Cable’s plan for pay votes splits the City
VINCE Cable’s plans to crack down on executive pay split opinion yesterday, with shareholder groups welcoming the proposals as business leaders warned that the plans risk “micro-managing”.
The business secretary yesterday laid out plans to force firms to hold binding votes on its future remuneration and for “golden parachute” payments worth more than one year’s salary, in a bid to curb spiralling pay at the top of listed firms.
Lawyers, including Freshfields partner Simon Evans, predicted that even typical executive exit payments will be caught under the proposed rules, and could force firms to buy directors out of their current terms of employment.

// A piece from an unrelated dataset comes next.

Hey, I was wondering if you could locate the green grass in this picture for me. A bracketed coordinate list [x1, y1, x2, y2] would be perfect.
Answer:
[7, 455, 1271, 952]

Cable also said a higher than normal portion of investors should be required to approve future pay packets, to reflect the “increasingly fragmented” nature of the stock market.
But CBI director general John Cridland said: “The [threshold] would be damaging, leaving decision making about company strategy in the hands of a minority of shareholders who may not represent the wider group.”
The Institute of Directors, which supports more powers to curtail executive pay, also voiced concerns about setting “arbitrary thresholds”.
But investor group PIRC said the plans help foster “a retooling of shareholder rights in respect of pay”.
PIRC and the National Association of Pension Funds both pointed out that shareholders already have some binding powers.